Live album by James Young
- Released: 1969
- Recorded: 1969, At the Ulster Group Theatre
- Genre: Comedy
- Length: 54:54
- Label: Emerald Music
- Producer: Peter Lloyd

James Young chronology
| It's Great to Be Young (1968) | James Young's 4th (1969) | James Young Sings Ulster Party Pieces (1969) |

= James Young's 4th =

1969 comedy album by James Young

James Young's 4th is the fourth comedy album released by Northern Irish comedian and actor James Young.

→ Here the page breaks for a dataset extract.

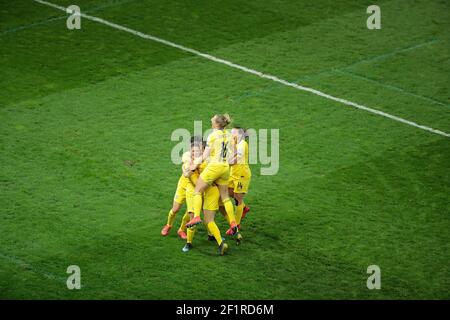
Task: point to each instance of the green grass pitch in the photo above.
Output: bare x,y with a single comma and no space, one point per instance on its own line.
353,188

The album cover features a picture taken by Stanley Matchett of Young shaving. The back cover features sleeve notes by John Knipe.

==Track listing==

===Side 1===
1. Meet James Young – 11:38
2. The Farmer Wants A Wife – 5:47
3. Boys and Girls Come Out to Play – 4:40
4. The Builder – 5:33

===Side 2===
1. Balmoral Ball – 5:40
2. The Letter – 5:55
3. Wee Davy – 5:10
4. The Waitress – 8:03
5. This is Us – 2:21

==Re-Release==
Emerald Music re-released the album in 1999 in a four CD boxset to commemorate the 25th Anniversary of Young's death. The album was boxed with three of James Young's other comedy albums (Young at Heart, James Young Sings Ulster Party Pieces and It's Great to Be Young). The album was marketed as James Young: Ireland's Greatest Comic Legend Volume 2.